History of Present Illness
A 79-year-old man presented to the outpatient pulmonary clinic with upper right opacity that was demonstrated on chest radiography, which had been performed during follow-up for high-grade papillary urothelial carcinoma.
A subsequent chest computed tomography (CT) revealed pulmonary hyperdensity in the right upper lobe apical segment. The hyperdensity was located in the anterior subpleural area and showed necrotic–colliquative features. A subsequent 18 F-fluorodeoxyglucose (FDG) positron emission tomography/computed tomography (PET/CT) showed that the pulmonary lesion had high glucose metabolism with maximum standardized uptake value (SUV max ) of 6.8 ( Fig. 20.1 ). Other small hyperdense lung lesions were evident, with negligible FDG uptake.
Past Medical History
The patient was a smoker (about 10 cigarettes/day). Eleven years earlier, he had undergone lower left lobectomy for lung cancer (adenocarcinoma, G3 pT2 pN0 M0) and subsequent adjuvant chemotherapy with cisplatin plus vinorelbine (three cycles; negative long-term follow-up).

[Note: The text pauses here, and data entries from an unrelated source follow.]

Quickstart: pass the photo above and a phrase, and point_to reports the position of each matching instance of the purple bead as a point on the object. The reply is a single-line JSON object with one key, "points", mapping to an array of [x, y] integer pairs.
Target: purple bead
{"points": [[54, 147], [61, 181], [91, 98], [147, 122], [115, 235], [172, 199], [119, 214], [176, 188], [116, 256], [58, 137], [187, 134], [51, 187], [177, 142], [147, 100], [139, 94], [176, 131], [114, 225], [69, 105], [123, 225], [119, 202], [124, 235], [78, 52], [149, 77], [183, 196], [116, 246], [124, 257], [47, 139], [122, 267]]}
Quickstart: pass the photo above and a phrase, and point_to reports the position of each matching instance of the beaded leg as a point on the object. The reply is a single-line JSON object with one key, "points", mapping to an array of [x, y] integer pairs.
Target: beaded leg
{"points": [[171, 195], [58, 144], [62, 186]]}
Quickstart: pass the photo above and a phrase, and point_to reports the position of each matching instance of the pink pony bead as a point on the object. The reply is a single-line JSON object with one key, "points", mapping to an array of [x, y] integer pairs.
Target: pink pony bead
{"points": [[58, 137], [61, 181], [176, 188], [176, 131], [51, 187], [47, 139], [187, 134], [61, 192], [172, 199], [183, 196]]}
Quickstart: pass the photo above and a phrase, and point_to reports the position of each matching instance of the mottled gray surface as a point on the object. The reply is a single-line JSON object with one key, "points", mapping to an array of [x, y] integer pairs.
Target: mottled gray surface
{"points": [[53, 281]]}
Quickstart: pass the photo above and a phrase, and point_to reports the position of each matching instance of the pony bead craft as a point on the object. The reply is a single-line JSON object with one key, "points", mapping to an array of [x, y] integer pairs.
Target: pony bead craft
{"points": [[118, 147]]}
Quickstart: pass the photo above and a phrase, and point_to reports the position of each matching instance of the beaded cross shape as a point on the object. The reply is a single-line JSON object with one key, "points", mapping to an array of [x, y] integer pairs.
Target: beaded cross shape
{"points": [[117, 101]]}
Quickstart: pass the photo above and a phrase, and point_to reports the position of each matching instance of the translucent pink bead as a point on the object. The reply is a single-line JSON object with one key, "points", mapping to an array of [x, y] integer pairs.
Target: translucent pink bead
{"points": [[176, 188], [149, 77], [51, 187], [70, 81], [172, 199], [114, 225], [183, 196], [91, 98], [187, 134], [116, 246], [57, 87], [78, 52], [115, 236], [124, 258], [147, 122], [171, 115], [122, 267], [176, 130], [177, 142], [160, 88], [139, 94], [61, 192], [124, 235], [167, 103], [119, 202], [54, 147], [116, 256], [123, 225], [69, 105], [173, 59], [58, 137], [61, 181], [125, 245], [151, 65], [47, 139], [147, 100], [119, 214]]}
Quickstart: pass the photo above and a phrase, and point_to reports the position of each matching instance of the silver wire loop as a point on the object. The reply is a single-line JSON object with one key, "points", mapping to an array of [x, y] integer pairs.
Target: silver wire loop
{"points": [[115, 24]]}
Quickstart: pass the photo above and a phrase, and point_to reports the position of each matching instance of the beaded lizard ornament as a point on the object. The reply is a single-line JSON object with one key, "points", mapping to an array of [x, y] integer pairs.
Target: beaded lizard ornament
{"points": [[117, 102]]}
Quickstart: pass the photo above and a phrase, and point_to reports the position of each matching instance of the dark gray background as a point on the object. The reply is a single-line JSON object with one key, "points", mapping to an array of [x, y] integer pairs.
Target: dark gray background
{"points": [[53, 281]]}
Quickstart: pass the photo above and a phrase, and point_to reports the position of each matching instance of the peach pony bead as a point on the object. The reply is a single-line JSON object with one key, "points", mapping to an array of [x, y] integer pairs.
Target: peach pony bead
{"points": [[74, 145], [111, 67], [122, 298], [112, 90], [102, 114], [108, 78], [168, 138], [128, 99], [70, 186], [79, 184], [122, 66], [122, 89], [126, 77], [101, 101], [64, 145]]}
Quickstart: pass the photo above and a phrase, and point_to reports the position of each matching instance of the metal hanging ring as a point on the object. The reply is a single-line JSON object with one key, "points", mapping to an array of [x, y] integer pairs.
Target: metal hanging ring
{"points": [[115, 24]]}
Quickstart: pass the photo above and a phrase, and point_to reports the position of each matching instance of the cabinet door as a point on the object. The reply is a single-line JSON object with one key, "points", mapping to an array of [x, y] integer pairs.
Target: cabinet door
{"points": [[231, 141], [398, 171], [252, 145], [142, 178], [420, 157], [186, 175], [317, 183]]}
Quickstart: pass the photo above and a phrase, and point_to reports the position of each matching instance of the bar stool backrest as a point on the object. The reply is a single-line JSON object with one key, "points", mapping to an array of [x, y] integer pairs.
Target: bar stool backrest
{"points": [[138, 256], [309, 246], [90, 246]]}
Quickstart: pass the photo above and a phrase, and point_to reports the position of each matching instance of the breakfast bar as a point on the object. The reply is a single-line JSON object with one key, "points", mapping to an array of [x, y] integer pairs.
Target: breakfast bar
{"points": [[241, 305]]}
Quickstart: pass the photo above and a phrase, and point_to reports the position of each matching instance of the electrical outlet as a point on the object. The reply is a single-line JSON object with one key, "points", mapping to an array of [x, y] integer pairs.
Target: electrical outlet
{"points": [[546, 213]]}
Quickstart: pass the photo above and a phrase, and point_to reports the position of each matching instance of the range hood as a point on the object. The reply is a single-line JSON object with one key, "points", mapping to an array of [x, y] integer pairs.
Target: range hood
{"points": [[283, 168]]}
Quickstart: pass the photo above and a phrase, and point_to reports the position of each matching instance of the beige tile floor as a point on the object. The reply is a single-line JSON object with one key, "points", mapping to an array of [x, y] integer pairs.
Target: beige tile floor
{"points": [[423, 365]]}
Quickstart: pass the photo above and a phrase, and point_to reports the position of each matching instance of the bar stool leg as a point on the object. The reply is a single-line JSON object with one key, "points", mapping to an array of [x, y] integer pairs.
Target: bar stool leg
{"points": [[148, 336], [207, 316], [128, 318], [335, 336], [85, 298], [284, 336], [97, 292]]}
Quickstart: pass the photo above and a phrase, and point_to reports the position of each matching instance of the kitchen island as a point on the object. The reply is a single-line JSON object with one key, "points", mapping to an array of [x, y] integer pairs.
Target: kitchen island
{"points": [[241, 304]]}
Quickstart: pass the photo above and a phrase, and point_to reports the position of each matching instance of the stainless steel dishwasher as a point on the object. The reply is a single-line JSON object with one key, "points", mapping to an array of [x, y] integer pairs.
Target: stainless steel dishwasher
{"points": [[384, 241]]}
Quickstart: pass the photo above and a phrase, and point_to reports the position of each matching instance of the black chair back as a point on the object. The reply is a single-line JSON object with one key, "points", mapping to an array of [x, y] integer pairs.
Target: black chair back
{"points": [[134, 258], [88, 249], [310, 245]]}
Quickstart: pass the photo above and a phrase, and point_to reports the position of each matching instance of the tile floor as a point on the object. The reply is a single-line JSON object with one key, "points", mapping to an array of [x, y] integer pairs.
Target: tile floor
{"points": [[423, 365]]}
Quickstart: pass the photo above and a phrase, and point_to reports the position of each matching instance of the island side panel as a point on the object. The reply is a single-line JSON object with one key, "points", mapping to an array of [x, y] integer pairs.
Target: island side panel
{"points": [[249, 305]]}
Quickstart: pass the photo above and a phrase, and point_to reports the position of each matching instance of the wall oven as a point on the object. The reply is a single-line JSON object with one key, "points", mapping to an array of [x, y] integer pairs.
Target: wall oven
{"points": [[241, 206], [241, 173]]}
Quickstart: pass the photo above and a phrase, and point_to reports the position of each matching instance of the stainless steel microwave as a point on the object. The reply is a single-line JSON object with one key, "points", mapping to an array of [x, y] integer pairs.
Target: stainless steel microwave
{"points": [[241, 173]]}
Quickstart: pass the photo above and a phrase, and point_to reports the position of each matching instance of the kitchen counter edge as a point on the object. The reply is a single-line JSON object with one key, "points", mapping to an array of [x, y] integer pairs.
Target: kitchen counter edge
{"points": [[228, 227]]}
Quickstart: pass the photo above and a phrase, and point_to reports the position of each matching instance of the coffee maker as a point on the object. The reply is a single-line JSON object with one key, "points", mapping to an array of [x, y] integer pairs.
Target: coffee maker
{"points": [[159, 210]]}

Eight years after lobectomy, the patient had undergone transurethral resection of bladder tumor (TURBT) and subsequent intravesical instillations with bacillus Calmette-Guérin (BCG) for high-grade papillary urothelial carcinoma.
The patient suffered from arterial hypertension, chronic gastritis, hypercholesterolemia, and prostatic hypertrophy. He also had undergone total thyroidectomy for Graves’ disease and right total hip replacement for osteoarthritis, and he had recurrent venous thrombosis and bilateral pulmonary embolism. His usual therapy included levothyroxine, atenolol, amlodipine, esomeprazole, warfarin, atorvastatin, and tamsulosin.
Physical Examination and Early Clinical Findings
During pulmonary evaluation, the patient was alert, cooperative, fully active, and able to carry on normal activity, with breathlessness experienced only after moderate or intense effort. Despite his multiple pathologies, his performance status (PS) was 90%, according to the Karnofsky scale, corresponding to an Eastern Clinical Oncology Group PS (ECOG PS) score of 0. The patient was 177 cm tall and weighed 84 kg. Oxygen saturation (Sp O 2 ) was 95% while breathing ambient air, and heart rate was 75 beats/min at rest. The patient had no pallor, cyanosis, or peripheral edemas. Chest examination showed only a slight diffuse reduction of breath sounds. Skin scarring resulting from surgery on the left hemithorax was visible. The abdomen was globular, with no obvious masses. Blood test results were within normal limits, except for the international normalized ratio (INR), which was 2.8 because of the use of warfarin.
Clinical Course
Three days after discontinuation of warfarin, the INR was 1.34, and platelet count was normal. The patient was admitted to the oncology department and underwent CT-guided transthoracic needle biopsy (TTNB). At the end of the procedure, small right pneumothorax was evident ( Fig. 20.2 ); therefore the patient was kept at rest. However, in the subsequent hours, he developed severe dyspnea, together with a slight reduction in Sp O 2 (93%) and an increase in heart rate (90 beats/min). Subsequent chest radiography showed extension of the right pneumothorax, with partial collapse of the lung and contralateral displacement of the mediastinal structures ( Fig. 20.3 ).
Chest tube placement (Seldinger Technique) (See )
Placement of a small-bore chest tube was proposed. After obtaining written consent from the patient, the thoracic surgeon injected a local anesthetic into the fifth right intercostal space, along the midaxillary line. When the needle reached the pleural space, air bubbles were evident in the syringe used for anesthesia. A 12-French (Fr) chest drain was then placed in this site and connected to a three-chamber drainage system ( Fig. 20.4 ). Subsequent chest radiography showed good expansion of the right lung ( Fig. 20.5 ). Given the patient’s history of recurrent venous thromboembolism (VTE), and the probable presence of malignancy, administration of anticoagulant therapy was resumed 12 hours after chest tube placement.The physicians chose to use subcutaneous enoxaparin (6000 units two times daily) because of its short half-life, which offered an advantage in case of bleeding or further invasive procedures.